In the Storms of life

I find it such a painful irony to write here, so sure of what to say, when writer’s block has crippled the creative energies needed to push through the first part of my novel. I suppose that I can metaphorically say that it’s in a coma, waiting patiently for a magical injection that will arouse it from it annoying slumber.

Life, too, can have its ironies. A workaholic who can find more meaning to his or her existence in that monotony of their cubical instead of  being with the spouse and children or an addict that sees their addiction as more of a nutritional support; a need to survive. That leaves a question: has the Lord predestined our short lives to run a certain path, or are we alone on this earth, surrounded by evil, having to survive with  flawed knowledge of good and evil? That is how I sometimes see life, as any struggling soul would see it, when I feel down. When I am up, life takes the whole new dimension of extending heaven to Earth with my own unique gifts.

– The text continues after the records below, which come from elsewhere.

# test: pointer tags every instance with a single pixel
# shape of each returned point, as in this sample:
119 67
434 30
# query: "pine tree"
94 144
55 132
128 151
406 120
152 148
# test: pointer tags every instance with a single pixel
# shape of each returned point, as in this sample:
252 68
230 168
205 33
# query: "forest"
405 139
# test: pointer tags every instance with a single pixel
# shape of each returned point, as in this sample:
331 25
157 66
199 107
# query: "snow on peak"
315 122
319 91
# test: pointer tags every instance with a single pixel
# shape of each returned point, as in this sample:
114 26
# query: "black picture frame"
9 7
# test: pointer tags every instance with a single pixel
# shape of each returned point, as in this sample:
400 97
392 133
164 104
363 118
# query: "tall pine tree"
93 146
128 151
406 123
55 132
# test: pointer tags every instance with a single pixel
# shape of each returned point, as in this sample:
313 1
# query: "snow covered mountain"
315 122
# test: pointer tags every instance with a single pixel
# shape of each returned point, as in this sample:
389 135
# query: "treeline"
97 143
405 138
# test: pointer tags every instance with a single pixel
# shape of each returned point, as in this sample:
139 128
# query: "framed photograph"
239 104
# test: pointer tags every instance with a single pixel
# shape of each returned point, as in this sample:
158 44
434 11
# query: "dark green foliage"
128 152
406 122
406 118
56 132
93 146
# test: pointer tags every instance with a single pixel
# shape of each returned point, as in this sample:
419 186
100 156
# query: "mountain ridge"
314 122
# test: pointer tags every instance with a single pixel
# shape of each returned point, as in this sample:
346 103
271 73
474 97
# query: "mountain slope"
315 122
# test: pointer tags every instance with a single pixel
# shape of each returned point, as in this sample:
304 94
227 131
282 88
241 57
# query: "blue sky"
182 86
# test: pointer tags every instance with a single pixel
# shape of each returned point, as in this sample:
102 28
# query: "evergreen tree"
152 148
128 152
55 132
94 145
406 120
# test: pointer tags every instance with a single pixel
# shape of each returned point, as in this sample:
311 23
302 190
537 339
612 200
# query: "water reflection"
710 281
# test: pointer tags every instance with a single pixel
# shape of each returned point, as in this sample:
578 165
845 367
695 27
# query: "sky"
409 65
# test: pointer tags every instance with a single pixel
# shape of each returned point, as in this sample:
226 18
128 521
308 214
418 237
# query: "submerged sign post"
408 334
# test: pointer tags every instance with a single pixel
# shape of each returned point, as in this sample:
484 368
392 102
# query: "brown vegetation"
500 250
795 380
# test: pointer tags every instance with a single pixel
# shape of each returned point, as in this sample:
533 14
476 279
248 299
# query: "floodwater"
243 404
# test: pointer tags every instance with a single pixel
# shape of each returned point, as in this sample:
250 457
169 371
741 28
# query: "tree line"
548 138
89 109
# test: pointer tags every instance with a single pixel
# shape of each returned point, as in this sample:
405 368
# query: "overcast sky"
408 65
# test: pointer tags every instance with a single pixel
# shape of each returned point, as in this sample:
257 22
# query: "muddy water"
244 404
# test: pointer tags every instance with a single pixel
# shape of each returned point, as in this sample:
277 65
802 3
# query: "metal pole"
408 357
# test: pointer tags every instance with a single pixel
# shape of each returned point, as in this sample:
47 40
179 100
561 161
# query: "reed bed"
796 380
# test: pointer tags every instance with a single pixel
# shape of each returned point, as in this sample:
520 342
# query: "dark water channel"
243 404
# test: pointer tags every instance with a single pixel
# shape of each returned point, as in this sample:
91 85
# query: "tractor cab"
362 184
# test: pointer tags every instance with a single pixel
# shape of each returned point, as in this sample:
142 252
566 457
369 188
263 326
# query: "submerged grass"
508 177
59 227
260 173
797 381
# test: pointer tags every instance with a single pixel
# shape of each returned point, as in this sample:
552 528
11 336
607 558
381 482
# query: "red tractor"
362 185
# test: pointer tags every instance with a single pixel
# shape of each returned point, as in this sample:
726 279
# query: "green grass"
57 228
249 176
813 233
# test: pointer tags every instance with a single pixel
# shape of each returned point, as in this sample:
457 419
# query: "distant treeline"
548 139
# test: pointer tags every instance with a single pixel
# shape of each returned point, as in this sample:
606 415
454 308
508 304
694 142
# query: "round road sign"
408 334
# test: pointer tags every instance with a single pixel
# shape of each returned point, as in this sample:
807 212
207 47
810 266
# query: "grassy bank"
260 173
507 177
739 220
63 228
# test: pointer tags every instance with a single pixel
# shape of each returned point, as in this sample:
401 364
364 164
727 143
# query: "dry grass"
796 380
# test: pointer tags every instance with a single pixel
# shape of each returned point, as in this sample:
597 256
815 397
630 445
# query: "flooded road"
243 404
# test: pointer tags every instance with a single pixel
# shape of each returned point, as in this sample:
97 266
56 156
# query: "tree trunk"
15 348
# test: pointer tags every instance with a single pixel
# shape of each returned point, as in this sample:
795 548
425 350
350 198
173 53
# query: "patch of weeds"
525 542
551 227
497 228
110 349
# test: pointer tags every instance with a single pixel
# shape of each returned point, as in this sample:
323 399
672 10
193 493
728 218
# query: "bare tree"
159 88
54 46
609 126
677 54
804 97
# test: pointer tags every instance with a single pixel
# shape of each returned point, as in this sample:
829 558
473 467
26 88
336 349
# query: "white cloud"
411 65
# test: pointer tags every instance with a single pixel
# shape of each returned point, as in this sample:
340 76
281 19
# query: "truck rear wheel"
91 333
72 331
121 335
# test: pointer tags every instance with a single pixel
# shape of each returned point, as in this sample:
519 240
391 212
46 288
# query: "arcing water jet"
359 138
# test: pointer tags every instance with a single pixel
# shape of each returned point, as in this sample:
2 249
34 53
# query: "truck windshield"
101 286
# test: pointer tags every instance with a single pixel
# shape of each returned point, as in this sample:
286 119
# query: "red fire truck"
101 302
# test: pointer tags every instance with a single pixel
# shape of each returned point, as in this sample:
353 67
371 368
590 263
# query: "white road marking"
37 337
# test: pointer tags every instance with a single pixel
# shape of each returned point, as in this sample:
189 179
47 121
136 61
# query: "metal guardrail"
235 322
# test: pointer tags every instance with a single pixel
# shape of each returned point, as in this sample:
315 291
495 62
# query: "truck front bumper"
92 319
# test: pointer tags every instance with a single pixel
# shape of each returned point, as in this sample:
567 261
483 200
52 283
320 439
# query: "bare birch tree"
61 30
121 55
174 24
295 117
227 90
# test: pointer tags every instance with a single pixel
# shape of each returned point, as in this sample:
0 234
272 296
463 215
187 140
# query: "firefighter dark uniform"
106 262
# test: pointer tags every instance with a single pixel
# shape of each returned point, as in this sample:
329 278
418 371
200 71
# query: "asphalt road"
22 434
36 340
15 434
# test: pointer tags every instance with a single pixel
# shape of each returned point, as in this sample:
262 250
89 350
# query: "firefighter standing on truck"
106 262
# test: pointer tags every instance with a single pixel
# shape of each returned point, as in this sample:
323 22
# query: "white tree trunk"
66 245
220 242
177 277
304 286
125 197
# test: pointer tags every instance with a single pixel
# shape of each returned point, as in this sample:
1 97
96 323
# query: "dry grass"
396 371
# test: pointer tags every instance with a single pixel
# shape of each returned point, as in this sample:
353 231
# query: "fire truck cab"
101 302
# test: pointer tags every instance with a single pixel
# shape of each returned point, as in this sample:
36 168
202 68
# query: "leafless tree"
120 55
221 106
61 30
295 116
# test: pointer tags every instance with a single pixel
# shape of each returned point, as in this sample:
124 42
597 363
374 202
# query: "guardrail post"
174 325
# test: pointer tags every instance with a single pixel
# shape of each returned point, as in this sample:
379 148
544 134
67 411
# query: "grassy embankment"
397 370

I am reminded of the famous soliloquy of William Shakespeare’s Hamlet, in act 3 scene 1. There is one section, I think, that something every lost person considers, ” For in that sleep of death what dreams may come when we have shuffled off this mortal coil.” Now rest assured I am not trying to be suicidal, I’m only commenting on how some people react to life’s challenges: with a defeatist attitude, not thinking that there is a God watching over them and waiting for total surrender before His divine hand can move.

This poem I composed will try to illustrate:

These mortal coils…

I see every man wrapped in mortal coils. Like the lifeless cobwebs of a spider, over our minds it is spun.To reach the depths of the soul it has only just begun.

The world’s sweet temptations, its lies, its trusting(so-called) hand… Drags us slowly beneath a bottomless pit of burning sand.

How sweet would you mortal coils be! To serve as a valorous shield so certainly!

But these coils(alas!) are not armored and concealed, but naked; bare to allow life’s battles to be a contagion that rots our resilience and eventually brings us under.

Could our own strength be that bulwark? As Shakespeare’s mad, melancholic tragedy, should we shed our ‘old’ mortal coils and not die butfight through life’s toils

With a higher guardian on our side?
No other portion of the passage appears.